Veteran Washington Post reporter Bob Woodward has become an unlikely hero for Republicans by publicly berating US president Barack Obama and laying the blame for the so-called “sequester” of automatic, across-the-board spending cuts due to come into effect today at the White House door.
The reporter appeared on a prime-time CNN evening television news show on Wednesday evening saying that a “very senior person” at the White House warned him that he would “regret” pinning responsibility for the $85 billion (€65 billion) of indiscriminate spending cuts on Mr Obama.
“It makes me very uncomfortable to have the White House telling reporters ‘you’re going to regret doing something that you believe in’,” Woodward told CNN host Wolf Blitzer on his show The Situation Room.
The official who threatened Woodward was identified as Gene Sperling, director of the White House Economic Council, by news website Buzzfeed.

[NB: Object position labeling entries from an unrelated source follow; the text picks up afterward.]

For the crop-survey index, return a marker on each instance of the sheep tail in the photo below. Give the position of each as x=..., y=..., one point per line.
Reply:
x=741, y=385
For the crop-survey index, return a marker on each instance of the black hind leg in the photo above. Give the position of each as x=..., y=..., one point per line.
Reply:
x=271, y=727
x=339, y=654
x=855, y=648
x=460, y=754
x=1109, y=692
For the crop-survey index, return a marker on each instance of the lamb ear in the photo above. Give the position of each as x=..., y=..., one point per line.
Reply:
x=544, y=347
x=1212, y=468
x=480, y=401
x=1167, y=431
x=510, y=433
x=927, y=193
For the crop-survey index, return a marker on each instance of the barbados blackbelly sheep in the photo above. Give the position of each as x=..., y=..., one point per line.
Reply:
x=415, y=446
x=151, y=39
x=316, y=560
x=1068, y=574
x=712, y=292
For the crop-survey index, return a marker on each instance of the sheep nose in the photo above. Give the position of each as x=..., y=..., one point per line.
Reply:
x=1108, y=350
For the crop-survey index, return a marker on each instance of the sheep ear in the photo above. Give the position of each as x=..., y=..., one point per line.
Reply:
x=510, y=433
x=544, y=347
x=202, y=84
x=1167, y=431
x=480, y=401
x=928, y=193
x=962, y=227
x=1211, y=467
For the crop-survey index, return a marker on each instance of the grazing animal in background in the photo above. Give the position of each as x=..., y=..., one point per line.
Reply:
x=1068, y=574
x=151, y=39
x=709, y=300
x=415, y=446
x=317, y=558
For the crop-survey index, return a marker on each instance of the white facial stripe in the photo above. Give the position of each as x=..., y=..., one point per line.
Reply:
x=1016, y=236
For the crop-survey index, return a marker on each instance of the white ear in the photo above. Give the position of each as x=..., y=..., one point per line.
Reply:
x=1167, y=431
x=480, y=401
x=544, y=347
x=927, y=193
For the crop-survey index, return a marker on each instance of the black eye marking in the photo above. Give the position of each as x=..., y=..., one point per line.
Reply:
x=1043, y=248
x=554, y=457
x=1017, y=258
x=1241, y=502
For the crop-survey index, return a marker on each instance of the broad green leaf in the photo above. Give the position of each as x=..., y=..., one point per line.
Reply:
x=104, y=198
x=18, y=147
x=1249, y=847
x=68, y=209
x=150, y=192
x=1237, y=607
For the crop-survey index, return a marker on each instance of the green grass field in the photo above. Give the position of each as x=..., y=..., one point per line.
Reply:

As the March 1st sequester deadline approached, conservatives clung to an opinion article Woodward wrote in the Post last weekend that said the sequester was pushed through by the White House and conceived by Obama’s former chief-of-staff Jack Lew, who was confirmed on Wednesday as the president’s new treasury secretary, and White House congressional relations chief Rob Nabors.
Latest battleground
The sequester, which will lead to $1.2 trillion of spending cuts over a decade, is the latest battleground between Democrats and Republicans as each side blames the other for the by-product of a last-minute agreement between the parties in 2011 to raise the government’s borrowing limit.
Woodward has accused the White House of inventing the sequester and then of “moving the goal posts” by saying that any deal to avert it had to include a mix of cuts and tax rises, which Republicans oppose.
Woodward, along with Carl Bernstein, cracked the Watergate story that led to Richard Nixon’s downfall.